Per l’Italia sarebbe vantaggioso “comunitarizzare” maggiormente alcuni settori, come la politica industriale, asse portante del sistema economico del Paese. Progetti europei nel settore dell’aerospazio, del digitale, della sanità, del settore automobilistico, affiancati al new green deal, una delle priorità della Commissione Von der Leyen, consentirebbero alle nostre imprese di ampliare i segmenti di mercato ed inserirsi sempre più nelle catene del valore europee, anche per ridurre la dipendenza dai paesi terzi nei settori strategici.

Qual è il ruolo dell’Italia in Europa? Il nostro Paese è il terzo paese europeo per popolazione e per PIL, registra da anni un avanzo primario, detiene un risparmio privato tra i più consistenti nell’area euro, è la seconda economia manifatturiera e il secondo paese esportatore nella UE ma è appesantito da un alto debito pubblico, che quest’anno supererà il 150% del PIL. I rappresentanti italiani partecipano ai processi decisionali comunitari e nelle ultime due Legislature sono stati attribuiti a personalità italiane incarichi tra i più prestigiosi, come Presidente del Parlamento UE, Alto Rappresentante dell’Unione per gli affari esteri e la politica di sicurezza, Commissario per l’Economia. Se guardiamo al contesto internazionale, l’Italia è membro del G7 e del G20, ha dunque lo status di una potenza economica ed industriale, sia pure con alcuni squilibri, ma non sembra averne percezione, si limita ad avere un ruolo di comparsa nello scenario internazionale ed europeo quando potrebbe essere tra i protagonisti e questo, oltre ad alimentare la propaganda populista, ne frena le potenzialità.

 

L’intesa franco-tedesca è una minaccia per i nostri interessi?

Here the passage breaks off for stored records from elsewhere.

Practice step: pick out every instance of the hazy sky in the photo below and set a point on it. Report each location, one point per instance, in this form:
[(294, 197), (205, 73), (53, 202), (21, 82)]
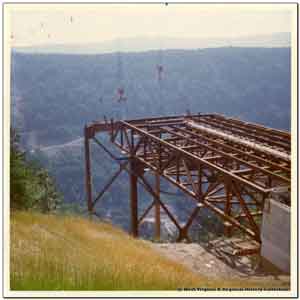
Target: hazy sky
[(56, 24)]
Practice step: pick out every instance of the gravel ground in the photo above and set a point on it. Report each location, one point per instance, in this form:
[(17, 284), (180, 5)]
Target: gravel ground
[(212, 265)]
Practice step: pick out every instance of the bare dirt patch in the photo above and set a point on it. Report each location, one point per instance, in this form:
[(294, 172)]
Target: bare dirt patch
[(206, 262)]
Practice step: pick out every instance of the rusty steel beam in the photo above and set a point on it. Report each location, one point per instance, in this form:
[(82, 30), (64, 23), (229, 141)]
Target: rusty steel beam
[(217, 173)]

L’asse franco-tedesco nasce per superare secoli di guerre ed incomprensioni che hanno devastato l’Europa, ed è questo il senso della sua esclusività. Per anni, tra alti e bassi, questa coppia è stata il motore dell’integrazione europea e il Trattato dell’Eliseo nel 1963 e di Aquisgrana del 2019 hanno sicuramente promosso una cooperazione sempre più stringente tra i due Paesi. Non si tratta, tuttavia, di un’intesa granitica, lesiva degli interessi degli Italiani, come dimostra la recente proposta Macron-Merkel sul Recovery Fund, che rappresenta un’apertura significativa verso un approccio mutualistico ai problemi e sancisce il rilancio del progetto di integrazione. Esiste uno spazio in cui l’Italia possa assumere un ruolo politico, nella consapevolezza che gli interessi degli italiani sono maggiormente salvaguardati nella dimensione europea; non per puntare al triumvirato, ma per costruire alleanze più ampie e far avanzare il processo di integrazione europea, sostenendo con convinzione il lavoro e il ruolo della Commissione e del Parlamento. La propaganda sovranista e populista va rovesciata: il presente e il futuro di consumatori, imprenditori, lavoratori, studenti del nostro paese, solo per richiamare alcuni degli interessi italiani in gioco, è senza dubbio in Europa.